When asked to build a prototype or experiment, keep it in mind that you are more likely building a foundation than a prototype and for all the corners you will need to cut for the sake of the project, you should make sure not to cut all of them.

There is time for your experiment but no expectation of time to clean it up. It'll be in prod before you know it.

On cross-functional, empowered teams

The more the merrier. I think cross-functional teams are a net-benefit for knowledge sharing and self-growth. They do require a little more discipline to manage as the lines between skillsets are deliberately blended. Such a team has to be empowered and autonomos, though.

I'm not really keen on teams segregated by skillset, such as having a backend team and a frontend team. I've been full-stack throughout my career and I find that setup limiting and a poor use of availability if you have the time and desire to step out of your comfort zone.

On progress

As much as the work burns me out, the progress and new potential provides a more renewable source to the flame.

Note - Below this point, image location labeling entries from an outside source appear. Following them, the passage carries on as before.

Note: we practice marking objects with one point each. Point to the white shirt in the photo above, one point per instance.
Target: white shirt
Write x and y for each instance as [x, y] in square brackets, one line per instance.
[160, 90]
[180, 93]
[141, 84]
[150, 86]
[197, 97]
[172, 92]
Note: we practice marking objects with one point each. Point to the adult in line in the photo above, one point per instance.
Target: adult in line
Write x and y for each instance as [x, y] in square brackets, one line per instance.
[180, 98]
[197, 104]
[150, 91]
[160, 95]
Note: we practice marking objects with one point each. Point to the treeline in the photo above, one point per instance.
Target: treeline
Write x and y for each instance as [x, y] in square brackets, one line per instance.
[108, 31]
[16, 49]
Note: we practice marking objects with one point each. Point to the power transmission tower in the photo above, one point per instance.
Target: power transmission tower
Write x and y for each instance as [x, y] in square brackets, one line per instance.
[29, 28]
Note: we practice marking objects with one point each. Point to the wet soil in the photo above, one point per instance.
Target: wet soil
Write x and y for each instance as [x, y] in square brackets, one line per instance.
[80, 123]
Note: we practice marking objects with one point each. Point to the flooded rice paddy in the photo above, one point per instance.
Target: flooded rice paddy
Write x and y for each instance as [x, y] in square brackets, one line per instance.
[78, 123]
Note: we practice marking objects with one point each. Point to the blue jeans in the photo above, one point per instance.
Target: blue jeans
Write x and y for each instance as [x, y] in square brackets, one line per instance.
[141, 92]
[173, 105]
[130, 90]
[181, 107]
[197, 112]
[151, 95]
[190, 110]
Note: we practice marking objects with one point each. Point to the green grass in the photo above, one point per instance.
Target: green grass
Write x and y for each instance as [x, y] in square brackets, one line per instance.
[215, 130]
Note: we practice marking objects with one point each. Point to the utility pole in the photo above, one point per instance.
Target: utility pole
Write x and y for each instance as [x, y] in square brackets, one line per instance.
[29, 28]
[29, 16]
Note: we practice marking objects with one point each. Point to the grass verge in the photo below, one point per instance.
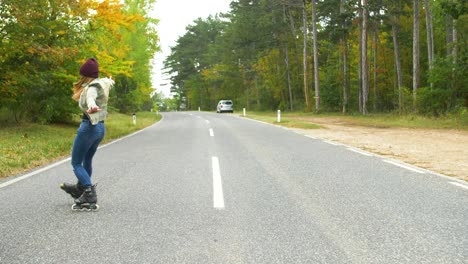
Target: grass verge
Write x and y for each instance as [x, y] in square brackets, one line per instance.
[310, 120]
[27, 146]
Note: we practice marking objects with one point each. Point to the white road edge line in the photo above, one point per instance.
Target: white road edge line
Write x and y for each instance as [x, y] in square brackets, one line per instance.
[218, 197]
[403, 166]
[332, 143]
[360, 152]
[459, 185]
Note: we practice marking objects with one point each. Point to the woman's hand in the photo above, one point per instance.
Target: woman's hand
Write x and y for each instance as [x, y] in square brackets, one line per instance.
[93, 109]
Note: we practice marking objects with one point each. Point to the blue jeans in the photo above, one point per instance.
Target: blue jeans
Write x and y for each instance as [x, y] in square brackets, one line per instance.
[86, 143]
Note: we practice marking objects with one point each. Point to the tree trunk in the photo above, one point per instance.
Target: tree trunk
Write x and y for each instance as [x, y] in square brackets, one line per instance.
[364, 65]
[316, 68]
[286, 61]
[306, 87]
[344, 61]
[455, 41]
[375, 42]
[396, 50]
[449, 34]
[430, 36]
[360, 59]
[415, 50]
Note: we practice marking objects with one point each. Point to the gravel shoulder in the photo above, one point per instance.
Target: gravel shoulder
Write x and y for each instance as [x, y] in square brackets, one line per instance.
[438, 150]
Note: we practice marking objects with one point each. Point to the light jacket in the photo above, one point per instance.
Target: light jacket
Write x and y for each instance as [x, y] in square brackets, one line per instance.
[96, 93]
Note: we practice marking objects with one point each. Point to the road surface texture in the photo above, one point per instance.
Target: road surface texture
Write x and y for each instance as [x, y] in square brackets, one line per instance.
[217, 188]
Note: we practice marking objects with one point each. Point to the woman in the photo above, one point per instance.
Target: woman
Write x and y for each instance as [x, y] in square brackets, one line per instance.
[92, 94]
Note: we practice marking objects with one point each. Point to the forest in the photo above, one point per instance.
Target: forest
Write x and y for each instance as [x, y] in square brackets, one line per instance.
[44, 42]
[366, 56]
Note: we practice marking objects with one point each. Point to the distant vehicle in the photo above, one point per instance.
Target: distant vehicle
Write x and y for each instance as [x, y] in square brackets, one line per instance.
[224, 106]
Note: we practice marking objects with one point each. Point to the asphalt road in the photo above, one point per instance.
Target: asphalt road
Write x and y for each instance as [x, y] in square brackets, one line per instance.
[202, 187]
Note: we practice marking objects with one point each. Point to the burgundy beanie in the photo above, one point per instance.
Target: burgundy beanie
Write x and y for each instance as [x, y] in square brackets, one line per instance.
[90, 68]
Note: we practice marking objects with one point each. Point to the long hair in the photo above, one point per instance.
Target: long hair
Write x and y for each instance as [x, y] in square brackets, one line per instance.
[79, 86]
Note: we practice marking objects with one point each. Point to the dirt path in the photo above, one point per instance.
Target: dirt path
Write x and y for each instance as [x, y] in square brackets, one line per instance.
[442, 151]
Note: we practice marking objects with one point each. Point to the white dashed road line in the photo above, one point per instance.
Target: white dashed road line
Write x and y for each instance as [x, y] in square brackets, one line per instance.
[218, 197]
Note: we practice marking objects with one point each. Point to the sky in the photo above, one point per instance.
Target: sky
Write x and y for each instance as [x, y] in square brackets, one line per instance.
[174, 16]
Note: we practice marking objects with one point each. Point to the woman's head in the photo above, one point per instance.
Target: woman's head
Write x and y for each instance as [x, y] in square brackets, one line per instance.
[90, 69]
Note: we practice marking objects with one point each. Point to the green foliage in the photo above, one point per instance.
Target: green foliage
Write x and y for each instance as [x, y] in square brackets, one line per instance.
[244, 59]
[43, 43]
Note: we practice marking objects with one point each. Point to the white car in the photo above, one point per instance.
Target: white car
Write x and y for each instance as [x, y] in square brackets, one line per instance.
[224, 106]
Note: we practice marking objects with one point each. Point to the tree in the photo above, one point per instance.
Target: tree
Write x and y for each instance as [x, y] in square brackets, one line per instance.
[415, 50]
[364, 64]
[316, 69]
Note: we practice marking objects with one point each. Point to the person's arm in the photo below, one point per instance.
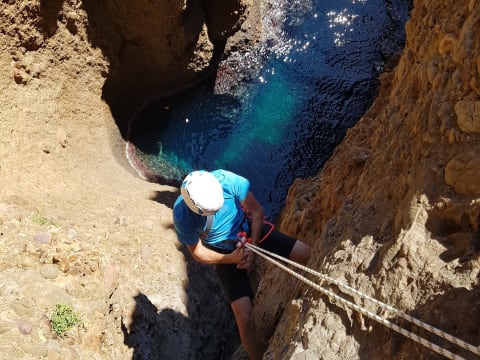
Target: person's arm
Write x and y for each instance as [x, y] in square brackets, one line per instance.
[204, 255]
[256, 212]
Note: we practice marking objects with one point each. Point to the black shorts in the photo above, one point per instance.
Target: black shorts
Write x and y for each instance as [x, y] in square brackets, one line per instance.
[235, 282]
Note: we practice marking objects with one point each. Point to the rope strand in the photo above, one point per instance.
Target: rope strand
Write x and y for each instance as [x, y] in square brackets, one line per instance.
[267, 255]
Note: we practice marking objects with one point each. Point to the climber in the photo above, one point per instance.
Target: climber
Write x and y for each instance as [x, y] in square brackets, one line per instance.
[208, 215]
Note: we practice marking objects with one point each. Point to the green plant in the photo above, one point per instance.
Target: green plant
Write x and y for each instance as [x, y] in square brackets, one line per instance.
[64, 317]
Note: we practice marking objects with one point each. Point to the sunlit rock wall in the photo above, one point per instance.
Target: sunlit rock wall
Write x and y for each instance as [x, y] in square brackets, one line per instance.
[395, 212]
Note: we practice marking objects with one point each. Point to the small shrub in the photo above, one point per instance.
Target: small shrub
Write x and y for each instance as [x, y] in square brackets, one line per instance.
[64, 317]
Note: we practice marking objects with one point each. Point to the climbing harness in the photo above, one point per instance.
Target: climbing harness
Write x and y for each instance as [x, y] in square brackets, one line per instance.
[438, 349]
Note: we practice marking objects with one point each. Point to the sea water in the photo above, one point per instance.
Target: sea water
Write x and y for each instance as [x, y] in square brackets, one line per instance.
[276, 112]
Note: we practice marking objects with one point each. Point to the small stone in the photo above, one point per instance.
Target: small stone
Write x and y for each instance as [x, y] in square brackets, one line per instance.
[121, 220]
[43, 238]
[62, 137]
[110, 280]
[72, 234]
[45, 147]
[49, 271]
[24, 326]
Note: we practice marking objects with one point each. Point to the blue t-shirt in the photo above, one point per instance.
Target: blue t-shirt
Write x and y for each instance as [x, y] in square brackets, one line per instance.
[226, 221]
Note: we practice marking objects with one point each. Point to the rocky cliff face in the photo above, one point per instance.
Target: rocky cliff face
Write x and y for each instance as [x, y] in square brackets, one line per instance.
[395, 212]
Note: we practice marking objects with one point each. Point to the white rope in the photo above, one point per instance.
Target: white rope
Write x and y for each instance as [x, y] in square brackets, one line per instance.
[408, 334]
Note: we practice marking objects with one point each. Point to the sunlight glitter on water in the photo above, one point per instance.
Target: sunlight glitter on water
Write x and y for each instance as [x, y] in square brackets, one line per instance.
[277, 111]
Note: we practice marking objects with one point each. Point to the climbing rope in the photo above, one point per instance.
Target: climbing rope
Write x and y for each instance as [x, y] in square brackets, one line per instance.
[269, 256]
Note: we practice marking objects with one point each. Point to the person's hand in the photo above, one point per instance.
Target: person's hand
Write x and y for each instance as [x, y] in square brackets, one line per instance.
[246, 259]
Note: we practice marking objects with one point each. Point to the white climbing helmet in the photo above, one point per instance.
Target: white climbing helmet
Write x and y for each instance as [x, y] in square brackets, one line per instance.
[202, 192]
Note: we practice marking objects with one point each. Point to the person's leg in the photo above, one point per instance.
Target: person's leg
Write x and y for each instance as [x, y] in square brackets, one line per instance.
[243, 312]
[301, 252]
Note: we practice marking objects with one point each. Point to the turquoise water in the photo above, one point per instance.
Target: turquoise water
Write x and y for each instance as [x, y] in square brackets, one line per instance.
[277, 112]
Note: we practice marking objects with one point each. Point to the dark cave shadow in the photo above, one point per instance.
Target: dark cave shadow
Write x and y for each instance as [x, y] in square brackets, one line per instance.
[49, 12]
[124, 91]
[207, 332]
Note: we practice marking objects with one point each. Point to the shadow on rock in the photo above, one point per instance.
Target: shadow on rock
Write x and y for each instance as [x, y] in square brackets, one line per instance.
[208, 331]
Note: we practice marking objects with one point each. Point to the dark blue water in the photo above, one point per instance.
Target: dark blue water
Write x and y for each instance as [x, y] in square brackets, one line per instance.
[276, 112]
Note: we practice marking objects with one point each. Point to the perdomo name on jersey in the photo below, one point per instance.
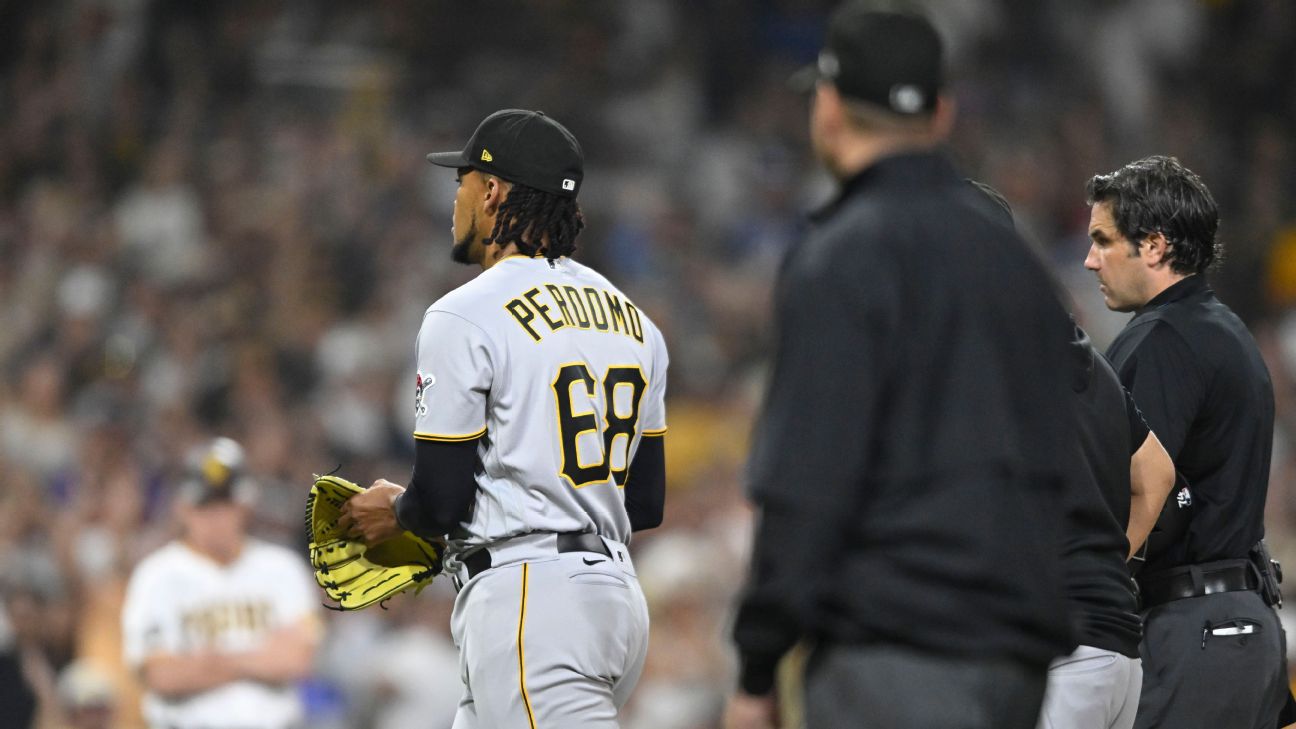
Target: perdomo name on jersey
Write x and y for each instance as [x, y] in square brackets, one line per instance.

One thing I find myself saying now, that I don't really remember saying that much before, is that with any change you have to start somewhere, and that somewhere is better than nowhere.

I was asked "what are my words of wisdom" and my answer should have been "I have none, I'm not wise," but I said, try to start from somewhere and don't worry about being wrong, it's never gonna be right the first time round.

Expanding on it, It's not a zero sum game and as a team a thought, an idea, a concept takes shape.

Sometimes it works, sometimes it doesn't, sometimes it needs a bit more time.